Before "that" day, I was your average 16 year old girl. I went to school collecting a 4.25 GPA, playing sports for my high school year round, had friends -some with drama and some without, I had a boyfriend, two happily married parents and a 13 year old brother who was my best friend yet still the pain in my side like normal siblings can be. I was a "normal" confused young adult, wanting to be independent and yet no clue what was really out there. I had just finished my junior year, had my own car and pager (yes a pager!) and was wide eyed and pumped for my summer to begin!

Every year my family had gone up to Lake Tahoe for a week at the same timeshare since I can remember. This year would be no different, or so I thought. My brother and his best friend went up with my parents early and my best friend and I came up a few days later in my car.
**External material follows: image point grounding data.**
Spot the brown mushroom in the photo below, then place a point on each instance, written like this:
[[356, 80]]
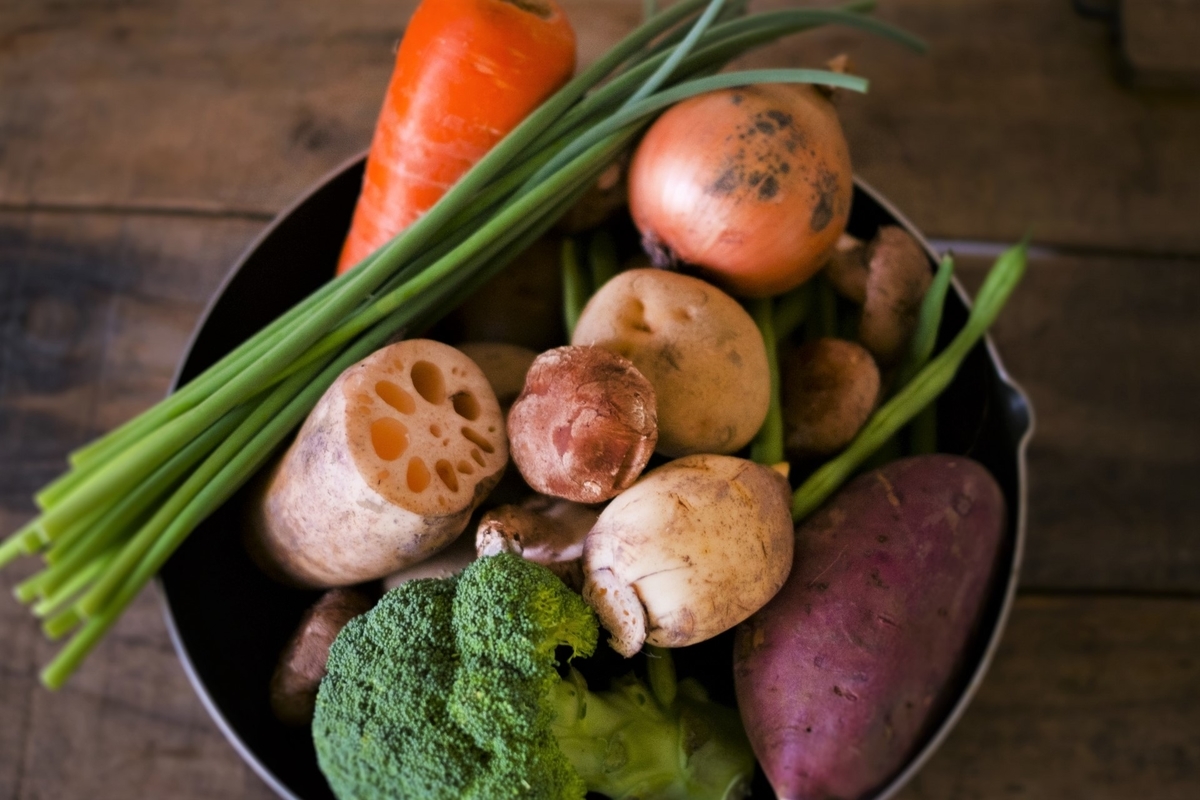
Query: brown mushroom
[[445, 563], [585, 426], [829, 388], [899, 275], [293, 689], [543, 529], [846, 270]]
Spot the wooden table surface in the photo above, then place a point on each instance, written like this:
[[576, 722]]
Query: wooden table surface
[[145, 143]]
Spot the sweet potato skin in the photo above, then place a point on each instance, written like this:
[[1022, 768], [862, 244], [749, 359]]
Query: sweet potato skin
[[840, 673]]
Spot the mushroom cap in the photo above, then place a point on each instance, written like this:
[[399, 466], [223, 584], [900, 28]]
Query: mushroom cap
[[829, 388]]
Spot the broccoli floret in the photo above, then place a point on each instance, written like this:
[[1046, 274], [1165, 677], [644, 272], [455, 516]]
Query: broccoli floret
[[451, 689]]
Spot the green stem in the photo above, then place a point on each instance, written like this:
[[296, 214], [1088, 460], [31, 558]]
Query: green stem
[[601, 258], [234, 473], [768, 444], [575, 286]]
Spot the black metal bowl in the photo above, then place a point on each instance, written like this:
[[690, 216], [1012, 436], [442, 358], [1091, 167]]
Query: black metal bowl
[[229, 621]]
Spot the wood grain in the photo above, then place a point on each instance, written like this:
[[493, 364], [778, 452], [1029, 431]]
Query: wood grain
[[95, 312], [144, 143], [1014, 119], [1105, 348], [1090, 698]]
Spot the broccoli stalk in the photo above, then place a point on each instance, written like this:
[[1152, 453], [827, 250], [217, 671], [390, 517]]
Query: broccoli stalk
[[450, 689], [631, 741]]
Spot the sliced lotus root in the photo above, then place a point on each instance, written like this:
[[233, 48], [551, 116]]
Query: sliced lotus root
[[387, 469]]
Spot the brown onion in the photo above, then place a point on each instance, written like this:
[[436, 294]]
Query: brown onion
[[751, 186]]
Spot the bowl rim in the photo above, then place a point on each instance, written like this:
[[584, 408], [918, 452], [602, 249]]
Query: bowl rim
[[948, 722]]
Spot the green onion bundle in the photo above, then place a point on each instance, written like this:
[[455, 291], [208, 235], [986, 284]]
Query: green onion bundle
[[132, 497]]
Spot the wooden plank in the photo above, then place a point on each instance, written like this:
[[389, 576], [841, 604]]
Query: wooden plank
[[1158, 42], [1090, 698], [95, 314], [126, 726], [95, 311], [1013, 120], [1107, 348]]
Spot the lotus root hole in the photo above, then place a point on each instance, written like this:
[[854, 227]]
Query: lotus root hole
[[429, 382], [395, 396], [418, 475], [478, 440], [466, 405], [389, 438], [445, 471]]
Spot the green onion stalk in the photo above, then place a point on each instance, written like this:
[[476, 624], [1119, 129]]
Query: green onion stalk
[[132, 497], [928, 380]]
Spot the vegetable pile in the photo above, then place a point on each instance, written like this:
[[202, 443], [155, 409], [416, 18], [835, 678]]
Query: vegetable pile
[[655, 449], [449, 689]]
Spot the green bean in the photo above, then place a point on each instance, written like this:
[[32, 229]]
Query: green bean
[[922, 390]]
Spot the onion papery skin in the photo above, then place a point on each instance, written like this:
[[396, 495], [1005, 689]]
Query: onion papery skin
[[750, 186]]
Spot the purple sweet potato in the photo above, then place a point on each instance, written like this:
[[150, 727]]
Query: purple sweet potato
[[840, 674]]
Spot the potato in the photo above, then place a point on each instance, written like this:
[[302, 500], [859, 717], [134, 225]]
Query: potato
[[843, 672], [700, 350], [385, 470], [688, 552]]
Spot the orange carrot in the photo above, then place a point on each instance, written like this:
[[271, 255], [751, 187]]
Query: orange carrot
[[467, 72]]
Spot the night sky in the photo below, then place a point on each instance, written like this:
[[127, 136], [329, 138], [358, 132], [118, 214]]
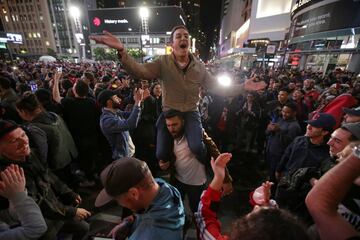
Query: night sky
[[210, 17]]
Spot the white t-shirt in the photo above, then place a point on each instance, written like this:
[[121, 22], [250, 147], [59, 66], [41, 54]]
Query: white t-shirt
[[188, 169]]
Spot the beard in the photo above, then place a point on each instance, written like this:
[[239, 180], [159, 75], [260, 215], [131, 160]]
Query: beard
[[116, 105], [178, 134]]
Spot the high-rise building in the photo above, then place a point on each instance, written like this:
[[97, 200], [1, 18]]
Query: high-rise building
[[48, 26], [252, 31], [30, 19]]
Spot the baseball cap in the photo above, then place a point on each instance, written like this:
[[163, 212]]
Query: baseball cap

My brother had been bugging us all day to go out on the wave runners, and so, 4 something in the afternoon I gave in and off we went. Each of us had our own ride. I don't recall how long we had been out on the water but what I do remember is the last time I looked at my brother with his big goofy smile. I turned to drive the other direction and within a minute my heart felt a pain to this day I can't describe and I my breath was taken right out of my lungs. Some might call me crazy but my brother and I, though we had our days of arguing, were so close, so connected.

When I finally turned around the first thing I saw was two empty wave runners floating and a boat right beside them. As I looked closer I saw an arm flopping out over the side of this boat and a man yelling as he started to race in towards shore. I too raced back to shore yelling and full of a fear I never knew existed. I ran off my wave runner like I was going to save the day but when I got close all I saw was blood and the look on my parents faces. I went numb. People were every where, I even remember a man with a video camera. People tried to keep me away but I was determined......he laid there on the cold wet cement of the boat ramp, water gathering up around him and washing away blood back into the lake. A breathing mask had been put on his face but there was blood, lots of blood, filling it up. I kept asking myself and yelling to others "why aren't you taking him away to the hospital?". Finally they put him in the ambulance with my parents as I was left behind with my best friend, my brother's best friend and others who were asked to watch over us. I remember getting on my hands and knees on the beach praying to God "please don't let him be a vegetable, please take him if that is his fate", "don't let him suffer, open your gates and welcome him to a peaceful better place"........God must have heard me because that is exactly what he did........

My mom came back to break the news to me. The words came out of her mouth so slow: "Court, your brother is dead. I'm so sorry, he's dead". I ran. I thought running would keep the bad news, the tears, the reality I had to face away if it couldn't catch me. I didn't get very far before my legs couldn't carry me, the pain made me freeze. I went to the hospital. I was in the room alone with him. His hair was still wet from the lake, he was so still, so peaceful and yet so pale and cold. I look back at that moment and now as a parent it takes my breath away and my throat closes up trying to think about what my parents must have been feeling, having to look over your dead son's body and identify him. We were told we couldn't touch him for autopsy reasons (looking back I wish I hadn't listened but the fear to touch him and for him not to open his eyes and smile at me like it was all a prank paralyzed me)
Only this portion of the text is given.